I believe the engines get tuned for each market to run best with the highest commonly available grade without knocking. So, if a car ships to a country where 89 is the highest available grade, the timing is already retarded from the factory, so that the engine doesn't knock and the hp rating will be adjusted accordingly. The problem with knock sensors is that the engine has to knock first before the they detect the knock. This is good for the occasional low grade or bad fuel, but why somebody would deliberately cause the engine to knock with lower grade if the higher grade is available is beyond me. I don't know if the DME keeps the retarted timing when you turn off the engine, but if not, your engine knocks everytime you turn it on for the split second it takes the DME to retard the timing. I might be wrong, but this is my educated guessing.


----------



## Gabe (Sep 20, 2004)

There are some misconceptions floating around this thread. Check out: http://www.howstuffworks.com/question90.htm



How Stuff Works said:


> The octane rating of gasoline tells you how much the fuel can be compressed before it spontaneously ignites. When gas ignites by compression rather than because of the spark from the spark plug, it causes knocking in the engine. Knocking can damage an engine, so it is not something you want to have happening. Lower-octane gas (like "regular" 87-octane gasoline) can handle the least amount of compression before igniting.


----------



## LeucX3 (Dec 26, 2001)

JRJOHNKC said:


> Dealer said 89 was good to go... Mine runs just fine on it. Runs great actually. I wouldn't go down to 87 though.


Runs fine, yes, but probably not optimal.


----------



## shamilot (Apr 30, 2004)

*interesting responses and link 10% Ethanol in gas?*



Gabe said:


> There are some misconceptions floating around this thread. Check out: http://www.howstuffworks.com/question90.htm


Great link, thanks! 
The station where I usually fill up near my house has stickers on their pumps that read "Contains 10% Ethanol" what does this mean?


----------



## Gabe (Sep 20, 2004)

shamilot said:


> Great link, thanks!
> The station where I usually fill up near my house has stickers on their pumps that read "Contains 10% Ethanol" what does this mean?

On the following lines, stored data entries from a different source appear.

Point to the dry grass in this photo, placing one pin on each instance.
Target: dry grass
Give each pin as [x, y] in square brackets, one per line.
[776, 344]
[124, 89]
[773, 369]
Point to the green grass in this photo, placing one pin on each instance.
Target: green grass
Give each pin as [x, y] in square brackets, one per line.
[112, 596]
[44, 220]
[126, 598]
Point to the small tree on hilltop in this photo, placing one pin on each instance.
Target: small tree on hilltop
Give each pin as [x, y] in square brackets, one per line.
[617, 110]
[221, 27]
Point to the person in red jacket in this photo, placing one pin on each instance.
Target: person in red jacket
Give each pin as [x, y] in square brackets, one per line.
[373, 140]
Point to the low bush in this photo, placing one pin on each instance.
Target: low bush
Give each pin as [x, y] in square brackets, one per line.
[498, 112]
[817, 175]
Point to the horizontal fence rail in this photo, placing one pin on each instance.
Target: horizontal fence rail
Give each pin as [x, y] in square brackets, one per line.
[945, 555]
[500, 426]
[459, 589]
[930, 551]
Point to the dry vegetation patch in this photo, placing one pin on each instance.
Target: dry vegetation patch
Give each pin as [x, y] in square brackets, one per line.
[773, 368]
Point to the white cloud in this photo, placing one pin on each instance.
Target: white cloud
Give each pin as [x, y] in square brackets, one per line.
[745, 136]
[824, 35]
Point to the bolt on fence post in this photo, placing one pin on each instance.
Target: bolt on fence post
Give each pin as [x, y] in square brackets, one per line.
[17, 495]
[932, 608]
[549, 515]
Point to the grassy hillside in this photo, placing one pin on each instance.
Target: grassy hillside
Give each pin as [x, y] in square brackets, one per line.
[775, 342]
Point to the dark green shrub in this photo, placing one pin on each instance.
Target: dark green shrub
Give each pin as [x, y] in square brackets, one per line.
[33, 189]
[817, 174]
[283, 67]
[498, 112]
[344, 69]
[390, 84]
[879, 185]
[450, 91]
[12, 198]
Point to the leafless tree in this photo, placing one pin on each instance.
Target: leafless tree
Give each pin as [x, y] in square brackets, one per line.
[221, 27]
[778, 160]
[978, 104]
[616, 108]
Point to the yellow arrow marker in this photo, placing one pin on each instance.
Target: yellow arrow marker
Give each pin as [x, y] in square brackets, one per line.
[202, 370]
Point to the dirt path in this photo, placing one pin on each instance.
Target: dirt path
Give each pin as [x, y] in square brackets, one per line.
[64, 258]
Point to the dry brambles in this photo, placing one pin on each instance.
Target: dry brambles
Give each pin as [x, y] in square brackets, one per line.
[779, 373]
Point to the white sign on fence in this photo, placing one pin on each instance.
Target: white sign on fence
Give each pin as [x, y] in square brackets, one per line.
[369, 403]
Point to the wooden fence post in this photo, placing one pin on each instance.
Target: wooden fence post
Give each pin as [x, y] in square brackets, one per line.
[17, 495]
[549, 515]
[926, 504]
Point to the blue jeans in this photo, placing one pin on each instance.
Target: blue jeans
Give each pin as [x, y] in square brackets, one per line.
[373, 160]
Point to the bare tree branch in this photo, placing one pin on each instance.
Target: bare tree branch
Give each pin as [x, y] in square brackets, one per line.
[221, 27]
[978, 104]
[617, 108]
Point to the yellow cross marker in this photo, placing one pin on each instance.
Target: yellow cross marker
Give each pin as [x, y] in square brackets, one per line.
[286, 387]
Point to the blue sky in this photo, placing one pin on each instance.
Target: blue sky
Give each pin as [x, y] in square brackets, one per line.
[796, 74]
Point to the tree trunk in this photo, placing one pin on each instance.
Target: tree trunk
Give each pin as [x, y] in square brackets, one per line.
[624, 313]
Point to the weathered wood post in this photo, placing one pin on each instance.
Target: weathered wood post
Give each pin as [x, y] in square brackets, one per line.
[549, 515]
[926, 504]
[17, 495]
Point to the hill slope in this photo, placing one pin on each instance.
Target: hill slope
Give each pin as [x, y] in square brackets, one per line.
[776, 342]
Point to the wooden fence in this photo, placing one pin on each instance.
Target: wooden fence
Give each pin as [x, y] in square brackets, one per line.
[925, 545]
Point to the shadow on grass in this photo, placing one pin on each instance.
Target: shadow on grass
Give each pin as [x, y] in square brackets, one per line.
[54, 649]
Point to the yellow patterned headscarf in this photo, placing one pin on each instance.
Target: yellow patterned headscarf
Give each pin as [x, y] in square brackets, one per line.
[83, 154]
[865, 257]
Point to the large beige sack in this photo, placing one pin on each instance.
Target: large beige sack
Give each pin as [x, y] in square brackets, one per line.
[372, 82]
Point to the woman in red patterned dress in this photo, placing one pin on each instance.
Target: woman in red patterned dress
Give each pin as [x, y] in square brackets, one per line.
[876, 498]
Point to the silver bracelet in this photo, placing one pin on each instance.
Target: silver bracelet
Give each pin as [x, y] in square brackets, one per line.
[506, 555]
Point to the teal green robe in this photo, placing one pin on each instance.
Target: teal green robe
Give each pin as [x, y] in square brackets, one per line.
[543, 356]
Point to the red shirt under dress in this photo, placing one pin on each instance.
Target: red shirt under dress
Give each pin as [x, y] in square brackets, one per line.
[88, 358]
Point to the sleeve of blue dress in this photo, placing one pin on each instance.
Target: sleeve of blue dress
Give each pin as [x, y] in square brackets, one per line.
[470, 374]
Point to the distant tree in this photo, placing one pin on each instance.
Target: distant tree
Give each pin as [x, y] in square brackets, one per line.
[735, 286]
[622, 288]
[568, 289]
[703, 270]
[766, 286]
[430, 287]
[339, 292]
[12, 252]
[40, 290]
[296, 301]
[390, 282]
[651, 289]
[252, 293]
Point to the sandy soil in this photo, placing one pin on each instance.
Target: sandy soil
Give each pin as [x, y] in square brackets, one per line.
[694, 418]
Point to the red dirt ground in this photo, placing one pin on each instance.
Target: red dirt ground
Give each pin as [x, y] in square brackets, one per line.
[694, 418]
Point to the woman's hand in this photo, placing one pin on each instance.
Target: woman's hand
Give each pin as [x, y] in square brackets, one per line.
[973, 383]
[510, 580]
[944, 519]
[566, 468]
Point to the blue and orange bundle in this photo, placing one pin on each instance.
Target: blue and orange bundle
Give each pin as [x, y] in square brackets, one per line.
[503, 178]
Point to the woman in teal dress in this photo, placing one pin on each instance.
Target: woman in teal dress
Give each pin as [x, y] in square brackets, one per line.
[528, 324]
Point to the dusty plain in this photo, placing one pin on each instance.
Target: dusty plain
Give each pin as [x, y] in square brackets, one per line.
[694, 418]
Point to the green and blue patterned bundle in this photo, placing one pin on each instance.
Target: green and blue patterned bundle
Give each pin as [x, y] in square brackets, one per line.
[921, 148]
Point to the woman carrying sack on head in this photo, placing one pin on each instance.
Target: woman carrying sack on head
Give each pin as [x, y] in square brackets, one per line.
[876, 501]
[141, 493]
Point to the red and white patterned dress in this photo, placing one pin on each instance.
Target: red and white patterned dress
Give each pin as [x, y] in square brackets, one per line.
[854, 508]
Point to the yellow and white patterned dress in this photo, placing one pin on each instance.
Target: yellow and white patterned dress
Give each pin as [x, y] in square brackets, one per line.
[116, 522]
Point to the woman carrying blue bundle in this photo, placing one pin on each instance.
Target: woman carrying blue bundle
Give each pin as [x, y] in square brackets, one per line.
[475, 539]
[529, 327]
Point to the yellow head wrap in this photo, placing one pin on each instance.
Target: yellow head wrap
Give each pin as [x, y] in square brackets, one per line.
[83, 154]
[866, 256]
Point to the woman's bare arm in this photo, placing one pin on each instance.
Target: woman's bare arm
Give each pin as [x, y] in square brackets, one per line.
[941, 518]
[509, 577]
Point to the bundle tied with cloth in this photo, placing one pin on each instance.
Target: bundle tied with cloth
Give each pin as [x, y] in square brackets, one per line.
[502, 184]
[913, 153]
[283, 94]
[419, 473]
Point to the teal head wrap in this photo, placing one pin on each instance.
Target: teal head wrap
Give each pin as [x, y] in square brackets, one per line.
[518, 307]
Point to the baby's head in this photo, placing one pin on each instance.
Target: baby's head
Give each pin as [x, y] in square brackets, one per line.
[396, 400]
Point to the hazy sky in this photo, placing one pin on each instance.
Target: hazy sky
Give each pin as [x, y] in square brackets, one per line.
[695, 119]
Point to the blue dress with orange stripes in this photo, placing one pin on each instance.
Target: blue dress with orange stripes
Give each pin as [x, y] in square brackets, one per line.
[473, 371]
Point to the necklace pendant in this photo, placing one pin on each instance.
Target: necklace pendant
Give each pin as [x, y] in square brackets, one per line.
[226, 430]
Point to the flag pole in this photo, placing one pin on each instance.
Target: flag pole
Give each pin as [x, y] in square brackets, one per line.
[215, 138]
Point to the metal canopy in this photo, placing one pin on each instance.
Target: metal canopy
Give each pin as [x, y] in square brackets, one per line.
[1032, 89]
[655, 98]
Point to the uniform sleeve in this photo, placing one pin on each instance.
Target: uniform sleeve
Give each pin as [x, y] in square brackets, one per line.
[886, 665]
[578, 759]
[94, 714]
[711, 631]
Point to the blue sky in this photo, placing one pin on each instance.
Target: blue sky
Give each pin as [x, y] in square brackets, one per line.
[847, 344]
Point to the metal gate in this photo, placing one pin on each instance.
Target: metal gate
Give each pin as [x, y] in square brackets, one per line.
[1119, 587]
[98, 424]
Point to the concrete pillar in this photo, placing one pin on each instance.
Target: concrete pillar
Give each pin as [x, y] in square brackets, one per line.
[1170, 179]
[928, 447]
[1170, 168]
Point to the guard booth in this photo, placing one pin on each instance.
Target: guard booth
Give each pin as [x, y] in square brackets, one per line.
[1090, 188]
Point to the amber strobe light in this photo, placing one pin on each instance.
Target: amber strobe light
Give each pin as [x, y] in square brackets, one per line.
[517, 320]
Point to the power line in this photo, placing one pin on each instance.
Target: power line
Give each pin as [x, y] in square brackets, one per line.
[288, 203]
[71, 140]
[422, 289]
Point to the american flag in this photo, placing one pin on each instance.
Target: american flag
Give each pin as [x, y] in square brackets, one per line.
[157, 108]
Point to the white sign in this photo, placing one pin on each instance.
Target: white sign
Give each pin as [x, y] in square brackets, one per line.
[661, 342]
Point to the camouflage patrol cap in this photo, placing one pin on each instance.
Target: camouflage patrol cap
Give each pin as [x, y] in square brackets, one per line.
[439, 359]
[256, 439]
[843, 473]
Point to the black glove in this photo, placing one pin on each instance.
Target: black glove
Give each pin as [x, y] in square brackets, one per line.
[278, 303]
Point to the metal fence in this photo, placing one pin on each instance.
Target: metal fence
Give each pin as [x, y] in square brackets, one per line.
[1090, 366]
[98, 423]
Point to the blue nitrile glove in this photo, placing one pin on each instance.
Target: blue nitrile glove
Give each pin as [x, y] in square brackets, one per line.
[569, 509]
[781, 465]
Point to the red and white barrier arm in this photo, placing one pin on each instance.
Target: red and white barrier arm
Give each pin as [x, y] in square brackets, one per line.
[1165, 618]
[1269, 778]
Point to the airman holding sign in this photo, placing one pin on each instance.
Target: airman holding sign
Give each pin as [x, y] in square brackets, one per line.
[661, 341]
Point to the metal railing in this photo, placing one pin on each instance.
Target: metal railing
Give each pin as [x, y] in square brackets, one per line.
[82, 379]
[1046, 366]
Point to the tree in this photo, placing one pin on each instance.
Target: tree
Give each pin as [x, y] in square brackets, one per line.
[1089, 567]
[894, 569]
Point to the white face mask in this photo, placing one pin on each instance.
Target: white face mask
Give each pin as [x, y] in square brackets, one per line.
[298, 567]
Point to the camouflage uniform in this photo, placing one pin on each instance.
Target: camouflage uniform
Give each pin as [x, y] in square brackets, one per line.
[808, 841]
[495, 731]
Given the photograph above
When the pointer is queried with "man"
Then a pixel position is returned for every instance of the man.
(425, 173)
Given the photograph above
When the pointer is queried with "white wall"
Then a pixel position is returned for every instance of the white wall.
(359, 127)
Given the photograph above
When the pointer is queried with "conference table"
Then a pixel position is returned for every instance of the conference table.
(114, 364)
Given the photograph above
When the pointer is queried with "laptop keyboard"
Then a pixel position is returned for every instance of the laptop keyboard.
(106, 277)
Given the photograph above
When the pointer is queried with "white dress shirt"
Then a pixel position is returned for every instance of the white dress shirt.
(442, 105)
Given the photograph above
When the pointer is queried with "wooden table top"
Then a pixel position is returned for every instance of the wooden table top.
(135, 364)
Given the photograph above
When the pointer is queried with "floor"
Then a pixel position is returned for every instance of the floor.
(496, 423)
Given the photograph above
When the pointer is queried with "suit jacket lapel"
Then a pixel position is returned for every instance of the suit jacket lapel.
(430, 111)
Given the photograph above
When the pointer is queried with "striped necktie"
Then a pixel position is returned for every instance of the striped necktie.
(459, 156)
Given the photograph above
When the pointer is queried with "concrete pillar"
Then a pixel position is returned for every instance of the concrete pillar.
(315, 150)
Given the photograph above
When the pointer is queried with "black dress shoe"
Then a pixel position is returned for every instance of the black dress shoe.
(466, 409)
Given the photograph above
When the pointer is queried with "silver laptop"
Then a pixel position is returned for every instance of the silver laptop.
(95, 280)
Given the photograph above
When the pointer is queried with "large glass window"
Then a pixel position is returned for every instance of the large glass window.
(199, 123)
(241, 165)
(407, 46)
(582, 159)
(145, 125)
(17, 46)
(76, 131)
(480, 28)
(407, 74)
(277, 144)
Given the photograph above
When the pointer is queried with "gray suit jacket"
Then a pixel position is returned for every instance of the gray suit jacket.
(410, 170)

To answer this question, check out "How Gasoline Works"

http://www.howstuffworks.com/gasoline4.htm


----------



## Crawlings (Sep 27, 2004)

So, will it hurt your BMW to put higher octane gas in it than is recommended? For instance, if I do the European Delivery on one which gas should I use? They tend to have higher rated octane, or a different rating all together, correct?


----------